Can be any distribution that has support on the `buckets`.
buckets:
The buckets of the distribution builder that will be used.
n:
The number of observations that should be presented.
Returns:
An array of length n containing the values.
"""
spacing = (buckets[1] - buckets[0]) / 2 # Space between buckets
lbounds = buckets - spacing # Lower bound of each bucket
rbounds = buckets + spacing # Upper bound
lcdf = dist.cdf(lbounds) # CDF up to lower bound
rcdf = dist.cdf(rbounds) # CDF up to upper bound
p = rcdf - lcdf # Probability of value being in the bucket
nballs = np.round(
p * n, 0
) # Multiplying by expected number of values, and rounding
mult = 1
while nballs.sum() < n: # In case we don't have enough observations...
mult += 0.05
nballs = np.round(p * n * mult)
return np.repeat(buckets, nballs.astype(int))
Now if we apply this method:
binned_numbers = bin_dist(stats.norm(MU, SIGMA), np.arange(0, 50, 2), 25)
fig, ax = plt.subplots(1)
ax.hist(binned_numbers, bins=BINS, ec="white", align="mid")
ax.axvline(np.mean(binned_numbers), color="darkred")
ax.annotate(
r"$\mu = {:.2f}, \sigma = {:.2f}$".format(
binned_numbers.mean(), binned_numbers.std()
),
(26, 4.1),
)
ax.set_ylabel("Number of values")
ax.set_xlabel("Bins")
sns.despine()
plt.close()
display(fig, metadata=dict(filename="Fig3"))
This is exactly what we want ! A normal-like distribution of integers.
This method is also very flexible: it can be applied to any continuous distribution and any number of buckets.
Here are a few illustrations of the function for different distributions, varying the number of buckets.
# Normal, Chi and Beta distributions.
dists = [stats.norm(25, 9), stats.chi(1, 10, 10), stats.beta(0.5, 0.5, -1, 52)]
# 6, 11 and 26 buckets.
buckets = [np.arange(0, 51, 10), np.arange(0, 51, 5), np.arange(0, 51, 2)]
# Corresponding bins and widths
bins = [np.arange(-5, 56, 10), np.arange(-2.5, 53.5, 5), np.arange(-1, 52, 2)]
widths = [10, 5, 2]
r = np.arange(0, 50, 0.001)
fig, axes = plt.subplots(3, 3, figsize=(8, 4), sharey=True, dpi=150)
for i, ax in enumerate(axes):
for j, a in enumerate(ax):
d = dists[i]
balls = bin_dist(d, buckets[j], 50)
a.hist(
balls,
bins=bins[j],
width=widths[j],
align="mid",
rwidth=1,
density=True,
ec="white",
)
a.plot(r, d.pdf(r), ls=":", color="red")
sns.despine(left=True)
a.set_yticks([])
a.set_xticks(buckets[j])
a.tick_params(axis="x", labelrotation=90, labelsize=5)
a.tick_params(axis="y", labelrotation=0, labelsize=5)
for a, t in zip(
axes,
[r"$\mathcal{N}(25, 9)$", r"$\chi(1)$ (scaled)", r"$\beta(0.5, 0.5)$ (scaled)"],
):
a[0].set_ylabel("{}".format(t), size=8)
for a, t in zip(axes[0], ["6", "11", "26"]):
a.set_title("{} Buckets".format(t), size=8)
plt.tight_layout()
plt.close()
display(fig, metadata=dict(filename="Fig4"))
A few rules to finish:
- Don’t use too few buckets.

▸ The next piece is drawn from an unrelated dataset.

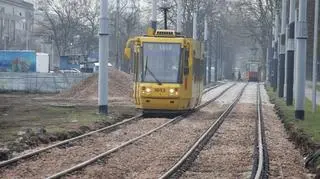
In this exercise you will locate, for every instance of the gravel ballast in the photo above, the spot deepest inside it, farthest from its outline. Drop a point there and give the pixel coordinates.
(57, 159)
(152, 156)
(229, 153)
(285, 160)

The larger your buckets are, the less faithful the representation of the distribution will be.
- Don’t present too few observations. You also need a good number of them to faithfully represent the distribution.
- Make sure that your buckets cover the “full” distribution: your distribution should have support on all buckets, and the buckets should cover the majority of the support of the distribution.